Data repository

From ATProto Wiki
Revision as of 19:15, 12 March 2025 by Baldemo.to (talk | contribs) (Page creation)
(diff) ← Older revision | Latest revision (diff) | Newer revision → (diff)

A data repository (repo) in the AT Protocol is a self-authenticating collection of data published by a single actor, stored in one or more Personal Data Servers (PDSes).

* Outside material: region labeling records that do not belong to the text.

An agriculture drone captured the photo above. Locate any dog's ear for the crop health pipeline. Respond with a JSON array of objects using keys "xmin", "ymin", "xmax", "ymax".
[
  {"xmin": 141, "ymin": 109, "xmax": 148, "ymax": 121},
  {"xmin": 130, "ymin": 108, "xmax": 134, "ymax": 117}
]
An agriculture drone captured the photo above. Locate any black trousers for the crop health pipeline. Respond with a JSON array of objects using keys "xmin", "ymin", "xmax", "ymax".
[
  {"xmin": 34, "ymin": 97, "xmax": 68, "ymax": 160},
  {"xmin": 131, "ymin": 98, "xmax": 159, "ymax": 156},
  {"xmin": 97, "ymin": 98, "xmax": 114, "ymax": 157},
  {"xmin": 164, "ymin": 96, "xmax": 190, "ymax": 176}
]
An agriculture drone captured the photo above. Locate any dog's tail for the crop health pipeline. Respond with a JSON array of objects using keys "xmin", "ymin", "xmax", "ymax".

Each repository functions as a personal datastore that maintains an actor's content (such as posts, profile information, and social connections) in a cryptographically verifiable structure.

Structure

Repositories are built on a Merkle Search Tree (MST) data structure, which reduces the entire state to a single root hash.

The repository structure consists of three main layers:

  • Commit: The signed root that authenticates the entire repository
  • Tree Nodes: The internal structure organizing the data
  • Records: The actual content (posts, likes, follows, etc.)

Each element in this structure is a DAG-CBOR object referenced by a Content Identifier (CID) hash.

Addressing

Content within repositories can be addressed using AT URIs, which follow a hierarchical pattern:

at://alice.com                      # Repository root
at://alice.com/app.bsky.feed.post   # Collection
at://alice.com/app.bsky.feed.post/1234  # Specific record

Identifiers

Repositories use several identifier types:

Data Integrity

When a repository is updated, the changes propagate through the Merkle tree, which results in a new root CID. The new root is signed by the repository owner's private key, creating a new commit. This mechanism ensures that all data can be cryptographically verified as authored by the repository owner while maintaining a complete history of changes to the repository.

Synchronization

Repositories can be synchronized across multiple PDSes, allowing users to maintain multiple distributed copies of their data.